Fonction rénale du sujet âgé lors de vagues de chaleur

On sait que le sujet âgé présente un risque de trouble électrolytique durant les vagues de chaleur. Le stress thermique peut entraîner une hypernatrémie (élévation de la concentration plasmatique en sodium). Dans ce cas, la personne qui transpire perd plus d’eau que de sodium (qui est réabsorbé), en même temps que l’apport en eau ne compense qu’incomplètement les pertes hydriques.

À l’inverse, on peut observer une hyponatrémie (réduction de la concentration en sodium dans le sang), notamment chez le patient diabétique de type 2, l’insuffisant cardiaque ou rénal, mais également chez les patients prenant des médicaments qui affectent la balance hydrique, comme certains diurétiques.

En résumé, le stress thermique et la déshydratation, conjugués aux altérations de la fonction rénale liées à l’âge, peuvent expliquer l’augmentation de l’incidence de l’insuffisance rénale aiguë chez les sujets âgés lors des vagues de chaleur.

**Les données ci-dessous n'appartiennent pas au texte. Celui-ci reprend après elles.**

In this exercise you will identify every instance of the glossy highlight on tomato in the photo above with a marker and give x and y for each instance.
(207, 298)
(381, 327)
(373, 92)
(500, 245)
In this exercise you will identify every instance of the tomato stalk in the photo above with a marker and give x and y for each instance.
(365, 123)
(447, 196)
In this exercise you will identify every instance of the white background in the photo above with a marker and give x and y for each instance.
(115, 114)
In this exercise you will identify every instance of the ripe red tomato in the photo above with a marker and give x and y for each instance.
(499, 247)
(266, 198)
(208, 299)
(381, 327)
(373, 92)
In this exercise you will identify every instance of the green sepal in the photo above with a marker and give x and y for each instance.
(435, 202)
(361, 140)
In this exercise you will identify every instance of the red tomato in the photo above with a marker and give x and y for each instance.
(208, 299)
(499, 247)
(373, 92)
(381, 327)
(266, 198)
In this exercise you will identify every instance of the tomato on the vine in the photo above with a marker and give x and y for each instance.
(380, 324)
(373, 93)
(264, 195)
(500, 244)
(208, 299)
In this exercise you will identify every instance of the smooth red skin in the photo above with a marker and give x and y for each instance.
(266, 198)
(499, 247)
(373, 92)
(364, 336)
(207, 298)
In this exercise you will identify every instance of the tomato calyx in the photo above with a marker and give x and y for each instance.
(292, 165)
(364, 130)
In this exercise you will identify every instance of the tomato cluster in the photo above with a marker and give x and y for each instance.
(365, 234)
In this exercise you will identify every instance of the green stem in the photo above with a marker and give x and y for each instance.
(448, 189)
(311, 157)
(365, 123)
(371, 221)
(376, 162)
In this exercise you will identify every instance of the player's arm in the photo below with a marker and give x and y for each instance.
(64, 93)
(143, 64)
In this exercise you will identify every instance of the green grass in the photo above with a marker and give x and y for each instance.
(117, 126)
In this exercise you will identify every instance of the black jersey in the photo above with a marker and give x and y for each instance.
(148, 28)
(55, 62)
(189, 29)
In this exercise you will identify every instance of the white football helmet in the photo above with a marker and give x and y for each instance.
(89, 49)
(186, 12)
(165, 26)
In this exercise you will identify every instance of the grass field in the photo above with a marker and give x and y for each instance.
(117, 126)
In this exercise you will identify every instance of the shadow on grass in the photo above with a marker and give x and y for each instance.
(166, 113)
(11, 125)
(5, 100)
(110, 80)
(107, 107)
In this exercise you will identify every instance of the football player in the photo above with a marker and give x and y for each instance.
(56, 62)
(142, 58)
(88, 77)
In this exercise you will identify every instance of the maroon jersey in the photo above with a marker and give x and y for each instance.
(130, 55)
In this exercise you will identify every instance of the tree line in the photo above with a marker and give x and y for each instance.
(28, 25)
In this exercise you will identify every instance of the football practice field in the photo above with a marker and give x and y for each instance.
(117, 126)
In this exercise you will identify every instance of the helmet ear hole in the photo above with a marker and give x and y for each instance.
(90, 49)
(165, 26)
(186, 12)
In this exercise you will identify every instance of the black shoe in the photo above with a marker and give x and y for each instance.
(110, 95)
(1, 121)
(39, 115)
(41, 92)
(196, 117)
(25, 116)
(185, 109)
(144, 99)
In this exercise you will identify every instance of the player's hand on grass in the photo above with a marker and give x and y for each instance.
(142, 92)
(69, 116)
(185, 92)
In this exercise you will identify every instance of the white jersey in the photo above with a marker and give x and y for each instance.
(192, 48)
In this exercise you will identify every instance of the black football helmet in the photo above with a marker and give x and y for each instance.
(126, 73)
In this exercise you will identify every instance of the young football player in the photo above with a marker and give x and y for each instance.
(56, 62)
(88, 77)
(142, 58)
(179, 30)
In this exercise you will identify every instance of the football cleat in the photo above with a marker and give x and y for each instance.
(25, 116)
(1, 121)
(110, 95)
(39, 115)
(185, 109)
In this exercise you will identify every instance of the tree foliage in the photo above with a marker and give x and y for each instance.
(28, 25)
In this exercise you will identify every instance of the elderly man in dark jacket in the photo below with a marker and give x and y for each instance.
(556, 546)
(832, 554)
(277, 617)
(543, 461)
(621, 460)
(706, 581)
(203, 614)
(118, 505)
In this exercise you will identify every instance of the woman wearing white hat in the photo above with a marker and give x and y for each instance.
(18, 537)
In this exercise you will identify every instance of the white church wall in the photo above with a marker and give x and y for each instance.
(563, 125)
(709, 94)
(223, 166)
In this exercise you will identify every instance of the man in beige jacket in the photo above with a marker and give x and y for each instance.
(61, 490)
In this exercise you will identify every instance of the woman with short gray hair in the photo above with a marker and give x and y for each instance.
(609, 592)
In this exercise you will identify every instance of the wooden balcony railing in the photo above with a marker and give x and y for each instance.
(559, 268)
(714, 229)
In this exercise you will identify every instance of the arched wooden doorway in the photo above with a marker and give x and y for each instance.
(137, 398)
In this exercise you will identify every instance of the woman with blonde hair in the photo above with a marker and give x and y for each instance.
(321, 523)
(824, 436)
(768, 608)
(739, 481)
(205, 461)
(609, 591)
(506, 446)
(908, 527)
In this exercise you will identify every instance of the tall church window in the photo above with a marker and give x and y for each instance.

À cela s’ajoute le fait que le stress thermique entraîne un défaut de vascularisation des reins (hypoperfusion rénale) et que celui-ci est susceptible d’entraîner des dommages du fait d’une mauvaise oxygénation et/ou de la libération de composés inflammatoires. Il existe donc, chez les sujets âgés sains, plusieurs facteurs pouvant expliquer un risque accru de survenue d’insuffisance rénale aiguë.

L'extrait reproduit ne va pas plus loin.